Can you imagine checking your Facebook page and seeing a rest in peace notification for your child?
I saw this in The Stir - How would this make you feel?
Jasmine Benjamin, a 17-year-old nursing student at Valdosta State University, was found dead on a couch in her dorm’s common study area on November 18, after having been deceased for up to 15 hours. No one reported her missing or even noticed that she was lying on the couch dead, despite no one seeing her alive since November 16. But friends and fellow students were quick to offer Jasmine's parents their condolences on Facebook, even though her parents had not been notified by the school or authorities of their daughter's death, which is now being treated as a homicide.
Valdosta State University’s standard procedure is to contact the police in the deceased student’s hometown and have the notification given in person to a student’s parents, which is the way it should be.

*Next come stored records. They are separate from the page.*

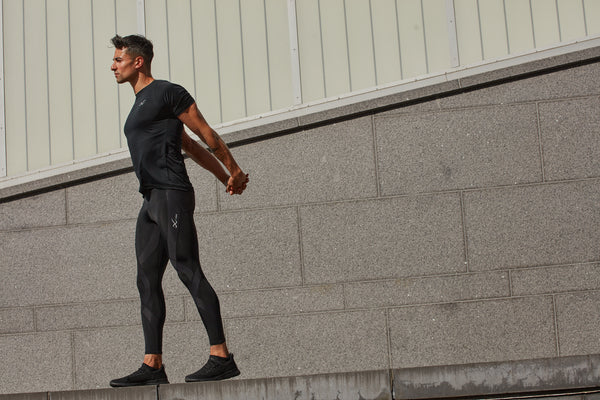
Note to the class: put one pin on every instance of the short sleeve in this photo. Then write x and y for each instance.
(178, 98)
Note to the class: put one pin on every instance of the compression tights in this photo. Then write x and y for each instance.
(166, 231)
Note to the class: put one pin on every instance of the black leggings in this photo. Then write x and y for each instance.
(166, 231)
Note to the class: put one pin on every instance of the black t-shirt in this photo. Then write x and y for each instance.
(153, 134)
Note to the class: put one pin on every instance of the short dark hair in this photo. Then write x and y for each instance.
(136, 45)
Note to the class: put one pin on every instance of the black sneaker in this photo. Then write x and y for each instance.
(146, 375)
(215, 369)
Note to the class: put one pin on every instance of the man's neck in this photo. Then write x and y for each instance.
(141, 82)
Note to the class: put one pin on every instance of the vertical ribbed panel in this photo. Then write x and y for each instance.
(240, 58)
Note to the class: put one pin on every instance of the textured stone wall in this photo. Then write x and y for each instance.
(461, 228)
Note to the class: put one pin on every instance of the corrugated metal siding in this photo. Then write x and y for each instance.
(236, 57)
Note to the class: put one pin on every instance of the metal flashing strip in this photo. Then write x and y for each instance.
(293, 29)
(235, 128)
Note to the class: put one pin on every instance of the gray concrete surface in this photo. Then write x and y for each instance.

The Gwinnett County Sheriff’s department notified Jasmine’s mother, Judith Brogdon, and stepfather, James Jackson, in person, but by the time notification arrived, the parents already knew via Facebook.
Can you imagine checking your Facebook page and seeing a rest in peace notification in your Timeline from one of your daughter’s schoolmates? As a mother myself, I can only imagine that it must have been shocking and horrific. Her parents were probably out of their minds with worry trying to reach someone, anyone at the university to check on their daughter.
I remember holiday weeks being a zoo at college; students coming and going all week long, depending on when their classes ended for the week. It was a constant trickle. It would be fairly easy for someone to go missing and not be noticed.
However, a gigantic ball has been dropped when there is enough lag time between discovering a dead body and notifying next of kin that strangers have enough time to learn of the tragedy and post about it, especially when the loved ones have no idea anything is even wrong. We live in a society where social media reigns supreme and people know things instantly, sometimes even before those involved know what’s going on.
Benjamin’s parents are distraught that they found out about their child’s death via Facebook and the lack of communication that they have had from the university and the authorities since. Who could blame them? No parent should ever have to find out about his or her child’s death -- and even worse, possible murder!!! -- in this impersonal and disrespectful way. Parents deserve to be notified by authorities before the general public and never in this macabre public manner.
Have you ever received important news on social media that you felt should have come in person?